Where is love?

Love has been on my mind recently (and probably has been unconsciously for a while now) and I started thinking about where to find it. I know it’s a pretty odd thing (you can’t just go and look for it, you think), but I’ve noticed that it’s a bit less complicated than I’ve always assumed. 

First of all – I don’t believe in this crap that “there is only one person for you.” No, there is not. Don’t believe in it. Because when you start thinking this way, you will close off your mind in a bubble and wait only for this ONE imaginary guy. I said imaginary, because when you believe that your options are limited, you start creating this myth in your head of what he’s supposed to be like. And I’m pretty sure that’s a dead end. The chances of you meeting a guy like that are probably around 1%. 

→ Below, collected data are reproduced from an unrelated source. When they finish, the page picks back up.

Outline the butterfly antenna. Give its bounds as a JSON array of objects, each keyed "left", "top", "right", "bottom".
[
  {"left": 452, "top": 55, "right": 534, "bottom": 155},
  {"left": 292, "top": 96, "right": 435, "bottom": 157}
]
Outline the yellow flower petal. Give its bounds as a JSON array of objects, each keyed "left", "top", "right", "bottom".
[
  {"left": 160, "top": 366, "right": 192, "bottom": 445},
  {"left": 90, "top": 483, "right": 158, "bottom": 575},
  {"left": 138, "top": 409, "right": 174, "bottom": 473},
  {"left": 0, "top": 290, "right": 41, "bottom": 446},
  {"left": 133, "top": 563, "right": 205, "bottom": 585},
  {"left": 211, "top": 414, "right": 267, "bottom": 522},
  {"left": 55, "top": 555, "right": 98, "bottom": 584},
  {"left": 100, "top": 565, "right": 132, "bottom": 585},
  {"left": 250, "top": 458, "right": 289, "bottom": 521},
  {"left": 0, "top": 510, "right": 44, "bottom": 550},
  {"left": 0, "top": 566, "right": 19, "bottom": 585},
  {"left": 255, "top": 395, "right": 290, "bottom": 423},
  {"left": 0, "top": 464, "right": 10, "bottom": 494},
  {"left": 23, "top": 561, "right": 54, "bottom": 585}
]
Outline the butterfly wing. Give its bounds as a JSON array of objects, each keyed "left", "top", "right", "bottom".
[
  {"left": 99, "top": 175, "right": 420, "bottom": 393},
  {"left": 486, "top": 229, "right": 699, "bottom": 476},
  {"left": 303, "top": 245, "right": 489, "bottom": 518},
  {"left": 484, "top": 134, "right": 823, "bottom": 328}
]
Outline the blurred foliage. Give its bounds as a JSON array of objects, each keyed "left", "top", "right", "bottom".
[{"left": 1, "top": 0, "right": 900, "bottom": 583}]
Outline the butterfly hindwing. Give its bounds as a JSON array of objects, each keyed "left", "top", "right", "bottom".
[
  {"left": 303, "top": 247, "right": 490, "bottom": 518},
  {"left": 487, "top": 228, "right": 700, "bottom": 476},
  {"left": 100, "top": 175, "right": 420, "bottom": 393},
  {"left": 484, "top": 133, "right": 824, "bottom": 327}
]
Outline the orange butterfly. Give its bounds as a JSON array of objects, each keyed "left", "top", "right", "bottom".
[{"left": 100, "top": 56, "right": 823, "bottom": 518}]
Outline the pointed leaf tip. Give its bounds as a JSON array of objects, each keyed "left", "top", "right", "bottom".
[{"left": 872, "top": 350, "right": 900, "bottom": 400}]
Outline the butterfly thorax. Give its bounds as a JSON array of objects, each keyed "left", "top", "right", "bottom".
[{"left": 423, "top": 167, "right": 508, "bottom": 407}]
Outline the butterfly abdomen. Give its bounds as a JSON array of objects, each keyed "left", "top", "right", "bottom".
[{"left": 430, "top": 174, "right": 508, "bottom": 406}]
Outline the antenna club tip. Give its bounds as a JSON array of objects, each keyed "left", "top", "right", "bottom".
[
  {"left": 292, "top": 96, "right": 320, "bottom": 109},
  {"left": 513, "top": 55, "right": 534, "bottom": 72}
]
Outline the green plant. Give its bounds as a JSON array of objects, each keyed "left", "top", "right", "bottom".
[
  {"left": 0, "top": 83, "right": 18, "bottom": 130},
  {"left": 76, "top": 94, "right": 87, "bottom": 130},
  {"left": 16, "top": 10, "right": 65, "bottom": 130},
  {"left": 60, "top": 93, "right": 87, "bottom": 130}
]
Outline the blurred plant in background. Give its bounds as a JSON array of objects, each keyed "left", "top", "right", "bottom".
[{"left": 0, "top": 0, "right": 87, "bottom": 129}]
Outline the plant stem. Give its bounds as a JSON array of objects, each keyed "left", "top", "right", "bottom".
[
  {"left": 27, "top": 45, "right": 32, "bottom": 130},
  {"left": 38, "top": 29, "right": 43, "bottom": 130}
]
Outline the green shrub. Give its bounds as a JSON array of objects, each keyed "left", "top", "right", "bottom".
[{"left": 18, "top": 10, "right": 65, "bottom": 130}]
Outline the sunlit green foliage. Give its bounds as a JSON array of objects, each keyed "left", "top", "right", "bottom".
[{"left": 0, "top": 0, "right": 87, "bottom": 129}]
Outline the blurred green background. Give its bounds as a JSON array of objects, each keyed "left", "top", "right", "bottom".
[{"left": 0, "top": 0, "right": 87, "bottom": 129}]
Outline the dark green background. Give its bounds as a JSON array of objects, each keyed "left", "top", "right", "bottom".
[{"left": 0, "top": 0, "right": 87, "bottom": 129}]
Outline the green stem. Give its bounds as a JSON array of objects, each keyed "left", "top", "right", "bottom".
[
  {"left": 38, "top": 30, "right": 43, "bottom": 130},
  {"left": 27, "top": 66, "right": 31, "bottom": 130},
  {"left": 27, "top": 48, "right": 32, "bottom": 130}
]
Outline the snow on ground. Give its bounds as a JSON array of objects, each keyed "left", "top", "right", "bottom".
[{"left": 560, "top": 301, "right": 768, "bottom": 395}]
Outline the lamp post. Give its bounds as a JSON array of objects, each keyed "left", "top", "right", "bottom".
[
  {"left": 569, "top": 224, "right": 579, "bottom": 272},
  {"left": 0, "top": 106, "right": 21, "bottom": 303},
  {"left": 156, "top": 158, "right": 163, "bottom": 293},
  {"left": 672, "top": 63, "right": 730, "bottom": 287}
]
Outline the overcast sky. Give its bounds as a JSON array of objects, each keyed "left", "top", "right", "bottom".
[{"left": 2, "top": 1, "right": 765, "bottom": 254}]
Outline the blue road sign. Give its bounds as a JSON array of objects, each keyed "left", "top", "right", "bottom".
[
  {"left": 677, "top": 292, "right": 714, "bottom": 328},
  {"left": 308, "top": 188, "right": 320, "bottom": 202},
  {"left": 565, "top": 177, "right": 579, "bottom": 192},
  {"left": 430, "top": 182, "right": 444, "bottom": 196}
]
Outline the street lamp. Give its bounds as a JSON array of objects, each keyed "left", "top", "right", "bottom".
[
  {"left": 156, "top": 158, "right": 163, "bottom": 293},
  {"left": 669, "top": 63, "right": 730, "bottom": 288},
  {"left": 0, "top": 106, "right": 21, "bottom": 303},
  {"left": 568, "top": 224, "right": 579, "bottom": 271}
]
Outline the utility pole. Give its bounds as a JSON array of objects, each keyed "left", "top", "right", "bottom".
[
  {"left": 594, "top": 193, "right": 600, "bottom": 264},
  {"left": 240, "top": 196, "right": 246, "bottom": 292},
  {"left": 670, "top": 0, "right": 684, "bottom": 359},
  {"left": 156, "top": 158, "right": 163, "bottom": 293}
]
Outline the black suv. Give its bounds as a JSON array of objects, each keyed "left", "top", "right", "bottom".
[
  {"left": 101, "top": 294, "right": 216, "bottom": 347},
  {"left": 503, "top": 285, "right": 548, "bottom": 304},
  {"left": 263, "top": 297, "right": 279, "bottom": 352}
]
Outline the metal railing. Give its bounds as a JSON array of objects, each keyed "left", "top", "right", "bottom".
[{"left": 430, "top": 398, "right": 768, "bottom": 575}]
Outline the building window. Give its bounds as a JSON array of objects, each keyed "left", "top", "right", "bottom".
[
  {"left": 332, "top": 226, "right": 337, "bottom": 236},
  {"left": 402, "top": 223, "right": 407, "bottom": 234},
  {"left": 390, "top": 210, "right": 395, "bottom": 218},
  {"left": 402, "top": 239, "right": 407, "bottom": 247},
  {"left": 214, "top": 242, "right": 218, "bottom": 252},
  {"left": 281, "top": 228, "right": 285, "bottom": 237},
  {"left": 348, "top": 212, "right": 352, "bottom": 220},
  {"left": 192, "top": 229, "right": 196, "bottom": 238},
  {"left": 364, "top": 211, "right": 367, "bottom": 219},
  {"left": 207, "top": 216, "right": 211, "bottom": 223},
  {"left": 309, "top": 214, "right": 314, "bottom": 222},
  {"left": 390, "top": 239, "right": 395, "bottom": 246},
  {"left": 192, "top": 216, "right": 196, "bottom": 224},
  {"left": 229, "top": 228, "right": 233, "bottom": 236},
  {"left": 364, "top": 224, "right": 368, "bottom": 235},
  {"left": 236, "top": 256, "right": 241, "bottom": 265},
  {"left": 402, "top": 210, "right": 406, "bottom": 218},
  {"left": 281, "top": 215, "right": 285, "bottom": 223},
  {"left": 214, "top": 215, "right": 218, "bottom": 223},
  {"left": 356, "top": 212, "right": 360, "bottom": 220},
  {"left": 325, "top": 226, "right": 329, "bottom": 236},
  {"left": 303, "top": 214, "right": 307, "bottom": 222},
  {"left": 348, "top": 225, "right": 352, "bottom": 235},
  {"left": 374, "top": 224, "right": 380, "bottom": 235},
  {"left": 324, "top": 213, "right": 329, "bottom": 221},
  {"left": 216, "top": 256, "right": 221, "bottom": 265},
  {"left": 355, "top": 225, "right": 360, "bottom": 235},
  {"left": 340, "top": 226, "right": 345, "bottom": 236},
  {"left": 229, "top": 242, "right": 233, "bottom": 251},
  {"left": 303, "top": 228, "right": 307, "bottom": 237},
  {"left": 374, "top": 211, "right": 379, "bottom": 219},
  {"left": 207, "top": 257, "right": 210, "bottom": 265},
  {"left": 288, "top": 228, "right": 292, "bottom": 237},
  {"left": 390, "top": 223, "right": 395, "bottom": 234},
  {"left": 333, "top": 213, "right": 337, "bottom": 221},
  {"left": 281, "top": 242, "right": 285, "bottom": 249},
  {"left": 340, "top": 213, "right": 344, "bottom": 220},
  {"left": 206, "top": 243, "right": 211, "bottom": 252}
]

So how many guys are out there for you? I think that there are plenty of them, and that you meet them on a regular basis, every day. But if what I just said is true, then why are there so many single people, and why are we constantly looking for love instead of just taking it in, since it’s out there? I believe this happens for a few reasons. 

One of them I mentioned before – we just create a fantasy that we start to believe in, and we don’t even notice who’s around us. If someone doesn’t fit our image, we just simply reject them. (I’m speaking from my own experience; many years of experience, which spans decades now.) 

Sometimes, you’re just not ready. I had a year like that (a year or two ago) that I just wasn’t ready – I knew my mind was occupied with many other things and I’m wasn’t able to focus on another person. I knew I wasn’t able to give anything. There was no space in my head – not to mention my heart – for a guy, and I was honest about it. I didn’t even bother to think about them.

The other reason – and it’s my recent discovery – is that we want love, but we either don’t want to admit it or we are not truly open to it. What do I mean by that? We won’t say out loud – “I want love.” We might say, “I want to start dating” or even “I’m ready for a boyfriend,” but we rarely say this pretty vulnerable sentence: “I just want love in my life.” And I believe it takes a lot of courage to admit that this is something that’s missing in your life (especially given that we live in the era of online dating, where random sex is a usual, daily habit and love has suddenly become a shameful thing). But once you do it, you’ll feel a huge burden lifted from your shoulders. You’ll feel lighter and more true to yourself. (I’ve just experienced this amazing feeling.) 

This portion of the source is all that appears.